NAWQA has worked to establish cooperative relationships and coordinated efforts with external partners including other federal agencies and state and local authorities. NAWQA’s efforts have become important to other agencies, and these relationships have strengthened NAWQA and USGS as a whole. NAWQA should maintain its interface with the other federal agencies and stakeholder groups and work toward leveraging collaborative resources to meet the needs of the national Science Plan. For example, in May 2011, the National Oceanic and Atmospheric Administration, the U.S. Army Corps of Engineers, and USGS announced the signing of a Memorandum of Understanding “to form an innovative partnership to address America’s growing water resources challenges.” NAWQA data and collaboration have contributed to the continuing efforts of the U.S. Environmental Protection Agency (EPA), one of NAWQA’s most critical partners, to meet the goals of the Clean Water Act and provided insight on unregulated chemicals under consideration for addition to the Contaminant Candidate List (CCL).8 This is an example of working toward real collaborative approaches, as urged in this report.

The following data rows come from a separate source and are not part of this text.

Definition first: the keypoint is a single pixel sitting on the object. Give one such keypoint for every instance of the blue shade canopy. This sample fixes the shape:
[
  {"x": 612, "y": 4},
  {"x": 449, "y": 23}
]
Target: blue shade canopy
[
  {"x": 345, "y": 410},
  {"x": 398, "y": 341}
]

To meet the national needs outlined in the Cycle 3 Science Plan, NAWQA will need to emphasize collaboration in two modes: as a leader that partners with other USGS and external programs, and as a follower with other federal agencies, state and local governments, and the private sector. As part of this approach NAWQA would need to:
• focus on core mission areas where it has unique capabilities, for the program’s own implementation efforts;
• leverage resources with other agencies to achieve more of the objectives of the Cycle 3 Science Plan;
• foster higher levels of involvement and investment by other agencies; and
• help others design their own mission-critical programs to meet identified national objectives of the Cycle 3 Science Plan without NAWQA’s direct involvement; and
8 EPA’s Office of Ground Water and Drinking Water is charged with developing a list of contaminants every 5 years that may require regulation, the CCL.
• explore incentives, for example, access to NAWQA technical assistance, which will enable more sharing of effort for data collection, analysis, and technological innovation across the entire program.
To operate in this more expansive mode, NAWQA should consider engaging partners and collaborators more directly in the development of mutual science plans, seamless exchanges of data and information, and joint implementation of work plans that identify shared responsibilities and accountability. The Cycle 3 Science Plan is a forward-thinking comprehensive water-quality strategy. Because it was authored during a climate of strained federal resources, this is an opportune time for NAWQA to bring together the federal agencies involved in water-quality monitoring and research and, using the Science Plan as a starting point, to develop a collaborative water-quality strategy for the nation.